Many of the coins were held by prominent overseas collectors and journeyed their way back to Australia in the mid 1970s and 1980s via A H Baldwin and Spink Auctions.
And they are heading back overseas for over the last two years international buyers have been steadily encroaching into our market, pushing prices and taking back some of Australia’s prized numismatic possessions.
In the latter part of 2021, overseas investors blitzed an auction in Zurich where Australian proof gold was offered paying top dollar to secure our proof gold coin rarities.
The momentum continued at Heritage Auctions in April 2022 where two pairs of Australian proof sovereigns and half sovereigns, the first dated 1855 and the second, 1856, sold for record auction prices.
Prices for Australian proof sovereign and proof half sovereigns have, as a result, rocketed overseas.
And it will have a flow-on effect into the local market.
When it comes to collecting vintage gold coins, collectors have two distinct options.
They can acquire coins that were struck for circulation: coins that were meant to be used. Or they can collect coins that were struck as presentation pieces to PROOF QUALITY.
The coin on offer is one such presentation piece, a Proof 1857 Half Sovereign struck at the Royal Mint London. (The Sydney Mint did not produce proofs until 1871.)

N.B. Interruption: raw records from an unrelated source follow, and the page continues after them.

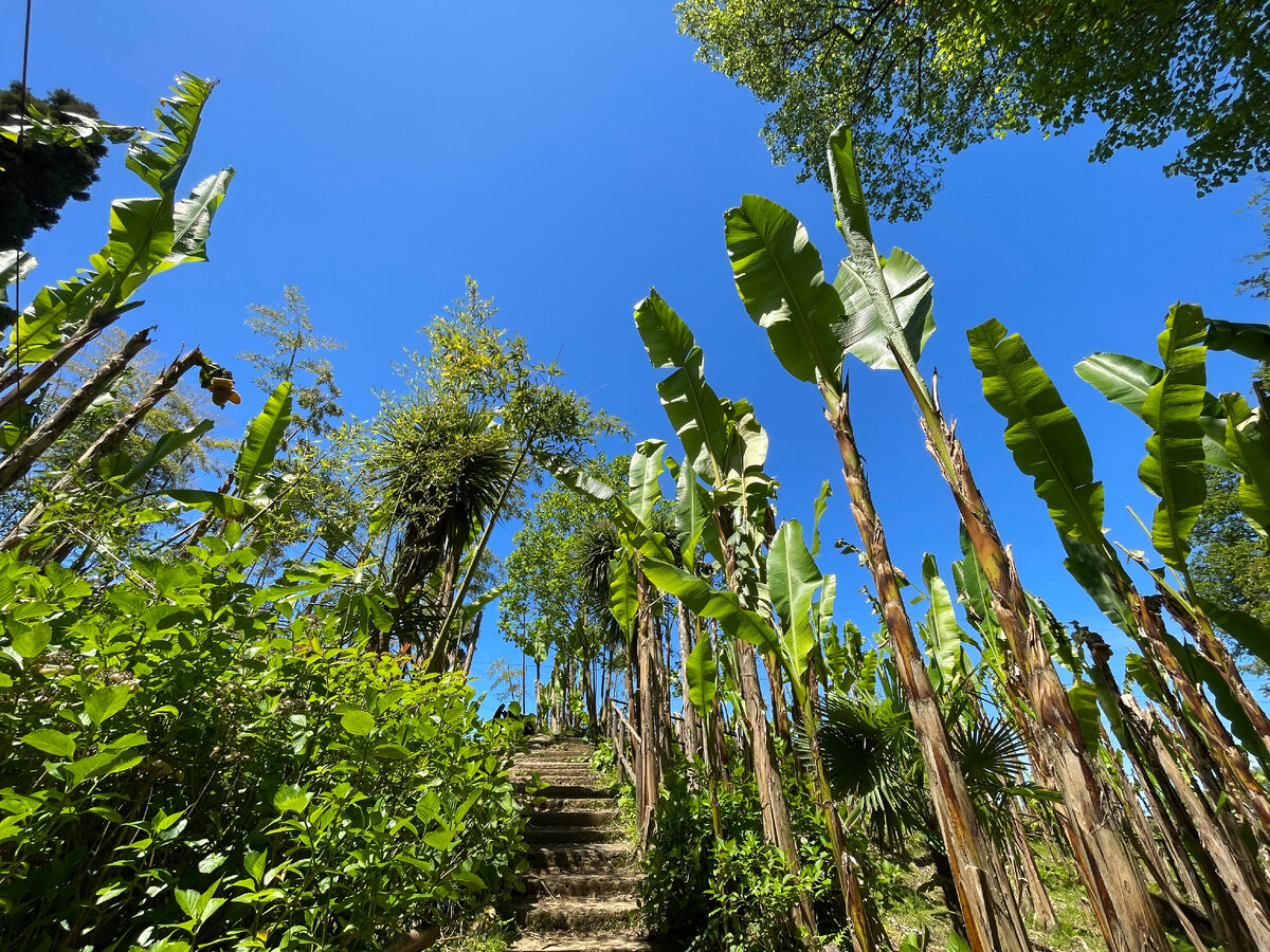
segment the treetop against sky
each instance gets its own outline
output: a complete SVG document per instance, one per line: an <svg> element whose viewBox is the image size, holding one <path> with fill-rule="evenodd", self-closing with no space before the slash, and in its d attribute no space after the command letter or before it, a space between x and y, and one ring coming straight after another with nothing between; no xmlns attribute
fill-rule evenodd
<svg viewBox="0 0 1270 952"><path fill-rule="evenodd" d="M4 14L0 56L17 76L18 9ZM418 347L415 329L472 274L495 298L499 325L522 334L536 359L559 359L568 382L627 420L636 440L667 438L657 374L631 320L655 284L696 333L715 390L754 402L782 514L808 518L822 480L837 491L838 462L814 393L780 371L737 298L723 213L762 194L804 221L827 269L846 248L822 188L772 166L757 135L765 109L693 62L693 51L671 5L643 0L385 3L356 15L330 3L235 1L215 17L150 1L47 0L34 10L29 84L69 88L105 119L146 124L179 71L220 77L197 161L234 165L237 178L211 264L146 287L150 306L137 320L159 322L166 352L183 341L225 355L249 349L248 305L274 305L295 284L318 331L348 341L334 358L337 378L349 411L370 415L370 388L389 380L389 360ZM1124 508L1147 515L1153 506L1135 477L1146 429L1069 368L1095 350L1152 357L1176 301L1229 320L1266 311L1234 297L1248 273L1238 259L1261 237L1255 216L1236 215L1253 183L1196 199L1191 182L1161 174L1176 142L1090 164L1100 137L1090 124L969 149L949 160L922 221L879 222L875 236L880 251L898 245L933 275L939 331L923 366L939 371L1002 537L1027 543L1016 551L1024 578L1060 618L1105 628L1060 572L1044 506L980 396L965 329L994 316L1024 334L1088 432L1113 537L1139 548ZM53 232L29 242L41 259L33 281L83 267L100 245L109 199L136 188L119 151L100 174L93 202L69 206ZM1214 355L1210 390L1242 387L1246 372ZM946 489L902 381L853 372L852 401L897 561L916 571L931 550L946 566L956 526L928 522ZM227 432L262 402L244 393ZM495 538L503 555L513 528ZM853 536L843 494L823 532ZM836 561L843 588L865 583L850 557ZM867 609L843 599L839 613L864 626ZM489 644L478 670L504 652Z"/></svg>

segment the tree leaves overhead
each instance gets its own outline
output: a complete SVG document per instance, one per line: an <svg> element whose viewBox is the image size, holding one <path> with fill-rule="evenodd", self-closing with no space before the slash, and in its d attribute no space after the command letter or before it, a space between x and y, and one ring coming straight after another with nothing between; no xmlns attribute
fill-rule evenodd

That proof coins were struck in the nineteenth century may surprise some readers. But it has to be said that the striking of proof coins in Australia is not a modern day phenomenon. Nor a product of the decimal era. The nation’s mints were striking proofs of our pre-decimal coinage in the nineteenth and twentieth centuries and the intention was then, as it is today, to create limited mintage coins struck to the highest standards of quality.
Each option, circulating coinage or proof coinage, presents the buyer with a vastly different sized pool of specimens from which to choose.
General date (non-key date), average circulating gold sovereigns, are available in the thousands if not the tens of thousands. Once the collector sets parameters on quality and dates, the pool of specimens narrows and it is true that acquiring a key date gold coin that was struck for circulation, particularly one in premium quality, can be a journey in time that involves many months, if not years.
The task of acquiring gold proofs of our pre-decimal coinage is far more challenging. The pathway to proof coinage for buyers can involve many years, if not decades.
Rarity is the key word when discussing proof gold.
And it is a statement of fact that proof gold, irrespective of the sector, is extremely rare and buying opportunities will always be thin on the ground.
And the reasons?
• Proof gold coins were NOT struck every year.
• And of those dates that were struck as proofs, only one, or perhaps two up to a maximum of three made their way out into the collector market.
• Natural attrition has taken its toll on coins out of the original mintages with some of them filtering their way into circulation or being mishandled and thus having their quality marred. So suddenly one, two or three proofs becomes even less.
• Great coins tend to be held. The owner of the Madrid Collection held onto his gold proofs for more than twenty years. The Spalding family and collector Tom Hadley, of Quartermaster fame, held their proof coins for an even longer time-frame.
This Proof 1857 Half Sovereign is a golden opportunity and for just one buyer.